Dlaczego? Ano dlatego, że to właśnie tam Moskwa stacjonuje znaczną część swoich bombowców, które coraz częściej biorą udział w nalotach na Ukrainę - w tej części Rosji rozmieszczone są także bombowce strategiczne, jak T-95 i Tu-160. A co jeszcze wiemy o Sokole-300? Został opracowany przez inżynierów z biura projektowego "Luch", którzy zadbali o to, by mógł być napędzany kilkoma rodzajami silników, w zależności od potrzeb i dostępności. 

Mogą to być ukraiński model AI-450T2 lub austriacki Rotax 914, w zależności od wyboru zmienia się masa startowa drona oraz jego zasięg, bo ten pierwszy oferuje maksymalnie 1300 km, a modyfikacja z tym drugim może pokonać już do 3300 km. System sterowania składa się z bloku inercyjnego i żyroskopów laserowych, które zostały opracowane przez firmę narzędziową "Arsenal".
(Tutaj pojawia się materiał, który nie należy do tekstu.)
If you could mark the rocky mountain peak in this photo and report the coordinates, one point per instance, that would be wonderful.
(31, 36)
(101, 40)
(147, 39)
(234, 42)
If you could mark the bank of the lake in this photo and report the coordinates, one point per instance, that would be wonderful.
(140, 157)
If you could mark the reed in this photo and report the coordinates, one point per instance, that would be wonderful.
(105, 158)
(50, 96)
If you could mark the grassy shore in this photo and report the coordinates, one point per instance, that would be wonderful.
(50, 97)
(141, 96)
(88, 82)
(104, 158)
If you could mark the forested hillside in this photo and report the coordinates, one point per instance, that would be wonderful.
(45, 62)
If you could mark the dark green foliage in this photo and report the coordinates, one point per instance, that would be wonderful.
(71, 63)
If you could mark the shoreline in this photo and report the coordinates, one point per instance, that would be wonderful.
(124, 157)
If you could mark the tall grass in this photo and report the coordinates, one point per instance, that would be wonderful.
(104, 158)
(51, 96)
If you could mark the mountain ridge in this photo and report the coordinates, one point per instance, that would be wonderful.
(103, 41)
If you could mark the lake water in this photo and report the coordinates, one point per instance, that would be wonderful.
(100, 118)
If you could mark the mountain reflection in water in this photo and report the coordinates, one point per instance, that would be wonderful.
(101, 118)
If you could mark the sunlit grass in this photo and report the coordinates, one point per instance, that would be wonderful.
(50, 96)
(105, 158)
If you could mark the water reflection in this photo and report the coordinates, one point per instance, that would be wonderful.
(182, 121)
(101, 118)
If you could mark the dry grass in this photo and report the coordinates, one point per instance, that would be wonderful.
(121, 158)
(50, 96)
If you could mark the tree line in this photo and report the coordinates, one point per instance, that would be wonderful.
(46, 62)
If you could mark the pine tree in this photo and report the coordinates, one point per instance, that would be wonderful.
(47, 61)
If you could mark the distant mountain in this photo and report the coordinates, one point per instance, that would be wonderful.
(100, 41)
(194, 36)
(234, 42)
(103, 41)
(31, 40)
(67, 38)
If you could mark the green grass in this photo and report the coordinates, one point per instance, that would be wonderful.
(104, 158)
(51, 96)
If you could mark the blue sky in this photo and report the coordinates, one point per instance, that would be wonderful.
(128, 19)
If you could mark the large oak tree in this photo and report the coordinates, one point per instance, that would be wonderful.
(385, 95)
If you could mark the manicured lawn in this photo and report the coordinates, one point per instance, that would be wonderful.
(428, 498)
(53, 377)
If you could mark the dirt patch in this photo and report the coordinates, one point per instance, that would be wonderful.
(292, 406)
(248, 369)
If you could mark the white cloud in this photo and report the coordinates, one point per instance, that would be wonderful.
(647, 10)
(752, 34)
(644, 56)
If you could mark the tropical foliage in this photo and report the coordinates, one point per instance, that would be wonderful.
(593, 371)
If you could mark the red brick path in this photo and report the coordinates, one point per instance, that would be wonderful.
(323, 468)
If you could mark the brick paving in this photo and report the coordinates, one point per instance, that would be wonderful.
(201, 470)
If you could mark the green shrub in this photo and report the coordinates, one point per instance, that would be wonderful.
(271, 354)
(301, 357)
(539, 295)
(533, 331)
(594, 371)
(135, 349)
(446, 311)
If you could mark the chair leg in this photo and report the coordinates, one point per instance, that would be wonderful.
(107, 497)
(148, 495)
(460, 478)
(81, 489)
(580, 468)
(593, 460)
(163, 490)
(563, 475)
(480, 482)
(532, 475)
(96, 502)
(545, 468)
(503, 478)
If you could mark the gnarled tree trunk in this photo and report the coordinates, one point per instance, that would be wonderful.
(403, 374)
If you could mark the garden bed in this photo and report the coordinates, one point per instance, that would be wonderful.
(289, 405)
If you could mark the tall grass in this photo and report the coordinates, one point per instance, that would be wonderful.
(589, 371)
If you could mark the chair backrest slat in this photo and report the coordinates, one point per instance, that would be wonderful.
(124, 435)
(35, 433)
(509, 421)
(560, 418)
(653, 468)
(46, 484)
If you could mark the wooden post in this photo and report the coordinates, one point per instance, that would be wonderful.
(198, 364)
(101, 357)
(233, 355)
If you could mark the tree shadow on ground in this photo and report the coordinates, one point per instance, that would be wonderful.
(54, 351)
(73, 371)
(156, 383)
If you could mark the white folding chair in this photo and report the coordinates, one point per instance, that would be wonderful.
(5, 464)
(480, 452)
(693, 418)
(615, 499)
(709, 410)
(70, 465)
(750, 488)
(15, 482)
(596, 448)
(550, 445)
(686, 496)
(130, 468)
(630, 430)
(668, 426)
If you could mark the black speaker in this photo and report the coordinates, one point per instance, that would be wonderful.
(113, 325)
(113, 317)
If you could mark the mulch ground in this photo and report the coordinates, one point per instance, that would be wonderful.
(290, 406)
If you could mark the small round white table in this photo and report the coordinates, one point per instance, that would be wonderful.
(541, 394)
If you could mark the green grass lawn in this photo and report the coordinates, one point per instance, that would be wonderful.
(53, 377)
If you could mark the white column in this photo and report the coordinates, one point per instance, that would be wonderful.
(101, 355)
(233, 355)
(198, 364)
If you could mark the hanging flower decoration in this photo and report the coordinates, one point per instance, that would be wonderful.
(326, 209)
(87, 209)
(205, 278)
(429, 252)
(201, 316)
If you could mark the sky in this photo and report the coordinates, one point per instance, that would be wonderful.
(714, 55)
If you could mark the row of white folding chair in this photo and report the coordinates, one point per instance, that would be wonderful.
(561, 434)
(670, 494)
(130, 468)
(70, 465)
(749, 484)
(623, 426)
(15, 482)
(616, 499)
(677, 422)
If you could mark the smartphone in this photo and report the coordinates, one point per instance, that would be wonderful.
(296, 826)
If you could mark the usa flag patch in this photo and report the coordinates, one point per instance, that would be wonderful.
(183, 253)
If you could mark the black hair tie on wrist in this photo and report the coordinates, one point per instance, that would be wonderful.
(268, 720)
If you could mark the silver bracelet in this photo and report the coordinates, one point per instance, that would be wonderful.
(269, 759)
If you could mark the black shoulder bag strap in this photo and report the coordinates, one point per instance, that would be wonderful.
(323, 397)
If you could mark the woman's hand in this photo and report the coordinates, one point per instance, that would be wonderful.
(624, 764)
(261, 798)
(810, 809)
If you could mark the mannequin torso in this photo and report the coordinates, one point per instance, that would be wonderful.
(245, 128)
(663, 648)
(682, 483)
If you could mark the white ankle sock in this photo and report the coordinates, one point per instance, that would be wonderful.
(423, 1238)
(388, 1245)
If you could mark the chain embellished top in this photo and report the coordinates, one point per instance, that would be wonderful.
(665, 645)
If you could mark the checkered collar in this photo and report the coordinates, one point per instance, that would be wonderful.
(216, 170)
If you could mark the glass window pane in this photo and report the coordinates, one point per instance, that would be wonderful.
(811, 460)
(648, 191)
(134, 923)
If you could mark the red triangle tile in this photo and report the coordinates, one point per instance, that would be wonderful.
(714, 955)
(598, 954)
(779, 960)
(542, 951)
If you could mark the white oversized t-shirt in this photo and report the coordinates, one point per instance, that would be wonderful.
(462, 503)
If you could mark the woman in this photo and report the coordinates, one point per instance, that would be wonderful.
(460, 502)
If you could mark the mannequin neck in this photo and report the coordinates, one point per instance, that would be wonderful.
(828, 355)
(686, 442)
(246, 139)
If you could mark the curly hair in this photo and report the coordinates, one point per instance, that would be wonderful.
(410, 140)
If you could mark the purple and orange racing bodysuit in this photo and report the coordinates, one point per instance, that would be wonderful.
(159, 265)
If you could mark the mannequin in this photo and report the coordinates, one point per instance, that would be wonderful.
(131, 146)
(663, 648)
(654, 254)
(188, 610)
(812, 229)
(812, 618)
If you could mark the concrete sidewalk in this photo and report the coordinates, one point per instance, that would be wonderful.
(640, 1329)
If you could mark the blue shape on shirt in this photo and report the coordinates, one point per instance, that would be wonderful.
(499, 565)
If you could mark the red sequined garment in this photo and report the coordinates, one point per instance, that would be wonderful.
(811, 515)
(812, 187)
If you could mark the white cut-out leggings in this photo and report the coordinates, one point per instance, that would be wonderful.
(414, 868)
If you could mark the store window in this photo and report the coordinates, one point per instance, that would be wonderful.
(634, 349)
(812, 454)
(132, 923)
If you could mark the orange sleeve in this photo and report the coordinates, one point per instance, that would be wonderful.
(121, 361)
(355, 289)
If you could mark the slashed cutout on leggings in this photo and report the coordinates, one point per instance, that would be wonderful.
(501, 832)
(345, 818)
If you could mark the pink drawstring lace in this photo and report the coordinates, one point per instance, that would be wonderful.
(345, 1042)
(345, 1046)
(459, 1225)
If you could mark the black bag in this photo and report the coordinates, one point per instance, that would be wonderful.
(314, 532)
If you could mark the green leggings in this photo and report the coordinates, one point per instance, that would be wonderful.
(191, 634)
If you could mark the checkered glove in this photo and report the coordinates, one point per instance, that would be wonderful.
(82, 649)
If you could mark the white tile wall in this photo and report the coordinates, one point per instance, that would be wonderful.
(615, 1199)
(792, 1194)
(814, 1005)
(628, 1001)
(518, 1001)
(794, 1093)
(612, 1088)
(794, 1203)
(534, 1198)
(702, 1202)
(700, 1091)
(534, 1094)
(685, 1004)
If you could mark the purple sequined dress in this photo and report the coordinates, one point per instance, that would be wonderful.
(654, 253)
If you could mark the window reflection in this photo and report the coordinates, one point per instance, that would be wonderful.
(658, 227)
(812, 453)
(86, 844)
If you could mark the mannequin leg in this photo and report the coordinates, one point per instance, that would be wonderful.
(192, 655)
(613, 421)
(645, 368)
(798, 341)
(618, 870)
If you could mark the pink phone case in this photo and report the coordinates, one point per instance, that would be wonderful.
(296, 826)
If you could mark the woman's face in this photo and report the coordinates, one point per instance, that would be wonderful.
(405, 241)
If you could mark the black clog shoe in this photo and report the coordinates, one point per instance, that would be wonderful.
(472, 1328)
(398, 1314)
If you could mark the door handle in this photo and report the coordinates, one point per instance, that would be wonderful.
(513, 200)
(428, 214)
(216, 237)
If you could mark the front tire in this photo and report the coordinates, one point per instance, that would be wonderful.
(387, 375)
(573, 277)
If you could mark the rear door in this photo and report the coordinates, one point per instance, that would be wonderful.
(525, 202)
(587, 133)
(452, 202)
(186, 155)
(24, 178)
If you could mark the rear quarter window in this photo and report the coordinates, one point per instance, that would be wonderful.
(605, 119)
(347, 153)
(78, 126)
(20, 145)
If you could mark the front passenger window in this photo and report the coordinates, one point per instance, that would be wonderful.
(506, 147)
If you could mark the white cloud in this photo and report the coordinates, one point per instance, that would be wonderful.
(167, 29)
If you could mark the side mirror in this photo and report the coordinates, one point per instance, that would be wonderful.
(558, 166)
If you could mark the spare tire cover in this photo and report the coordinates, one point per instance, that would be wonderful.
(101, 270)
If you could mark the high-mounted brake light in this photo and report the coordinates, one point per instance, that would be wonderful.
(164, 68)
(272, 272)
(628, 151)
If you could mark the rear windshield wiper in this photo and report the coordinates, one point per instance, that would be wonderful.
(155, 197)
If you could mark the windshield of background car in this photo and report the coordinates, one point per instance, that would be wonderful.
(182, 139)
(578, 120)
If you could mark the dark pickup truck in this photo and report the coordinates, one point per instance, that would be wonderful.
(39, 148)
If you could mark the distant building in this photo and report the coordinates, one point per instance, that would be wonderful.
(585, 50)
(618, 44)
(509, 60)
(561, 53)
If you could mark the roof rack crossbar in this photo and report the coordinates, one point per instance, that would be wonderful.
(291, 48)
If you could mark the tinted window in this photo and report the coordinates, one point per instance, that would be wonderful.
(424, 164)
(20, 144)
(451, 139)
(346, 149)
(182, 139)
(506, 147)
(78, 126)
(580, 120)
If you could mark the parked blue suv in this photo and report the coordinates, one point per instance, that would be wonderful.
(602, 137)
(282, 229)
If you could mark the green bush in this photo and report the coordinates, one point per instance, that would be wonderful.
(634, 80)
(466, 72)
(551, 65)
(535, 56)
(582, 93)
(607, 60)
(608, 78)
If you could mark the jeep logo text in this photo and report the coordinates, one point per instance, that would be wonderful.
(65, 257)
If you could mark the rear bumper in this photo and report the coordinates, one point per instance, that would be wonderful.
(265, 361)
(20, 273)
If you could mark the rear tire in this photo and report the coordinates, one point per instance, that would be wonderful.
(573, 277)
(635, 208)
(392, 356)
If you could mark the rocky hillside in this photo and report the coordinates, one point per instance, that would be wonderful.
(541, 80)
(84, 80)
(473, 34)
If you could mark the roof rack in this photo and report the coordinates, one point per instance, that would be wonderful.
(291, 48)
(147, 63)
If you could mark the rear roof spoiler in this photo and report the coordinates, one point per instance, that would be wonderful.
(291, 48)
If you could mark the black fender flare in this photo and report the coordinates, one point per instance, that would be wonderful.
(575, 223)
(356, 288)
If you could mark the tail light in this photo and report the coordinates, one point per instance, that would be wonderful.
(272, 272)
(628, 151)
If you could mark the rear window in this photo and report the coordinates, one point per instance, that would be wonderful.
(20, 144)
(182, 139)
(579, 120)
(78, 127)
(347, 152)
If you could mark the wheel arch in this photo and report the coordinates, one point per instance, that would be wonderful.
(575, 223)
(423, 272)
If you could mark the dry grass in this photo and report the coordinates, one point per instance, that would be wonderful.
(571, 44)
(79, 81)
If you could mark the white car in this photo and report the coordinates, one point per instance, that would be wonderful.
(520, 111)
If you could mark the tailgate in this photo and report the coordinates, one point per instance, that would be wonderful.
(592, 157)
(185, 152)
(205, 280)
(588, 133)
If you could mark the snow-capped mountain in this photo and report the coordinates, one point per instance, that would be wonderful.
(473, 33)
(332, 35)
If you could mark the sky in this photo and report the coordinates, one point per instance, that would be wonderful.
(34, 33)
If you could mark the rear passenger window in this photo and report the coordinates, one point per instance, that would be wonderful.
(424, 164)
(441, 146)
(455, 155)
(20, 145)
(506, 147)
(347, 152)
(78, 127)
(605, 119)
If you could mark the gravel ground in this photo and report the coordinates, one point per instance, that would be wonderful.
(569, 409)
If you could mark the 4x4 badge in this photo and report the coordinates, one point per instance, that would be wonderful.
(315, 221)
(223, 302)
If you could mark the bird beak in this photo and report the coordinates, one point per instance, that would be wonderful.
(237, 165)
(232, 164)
Może on też przenosić radar z syntetyczną aperturą wraz z małą stacją radarową, podczas skanowania terenu z wysokości 5 kilometrów dokładność radaru wynosi 30×30 cm. Jeżeli zaś chodzi o uzbrojenie, bo mamy przecież do czynienia z dronem szturmowym, jest on wyposażony jest w rakiety RK-10, P2-M i RK-2P, które są w stanie razić cele na dystansie do 10 km.

Transfer wiedzy z Turcji

Według oficjalnych danych Ukraina otrzymała 50 tureckich dronów Bayraktar-TB2 i nie da się ukryć, że pozwoliły one przetrwać jej kilka najtrudniejszych miesięcy wojny. Ostatecznie rosyjskiej obronie powietrznej udało się je zneutralizować, więc w ostatnich miesiącach na próżno szukać doniesień z frontu z ich udziałem.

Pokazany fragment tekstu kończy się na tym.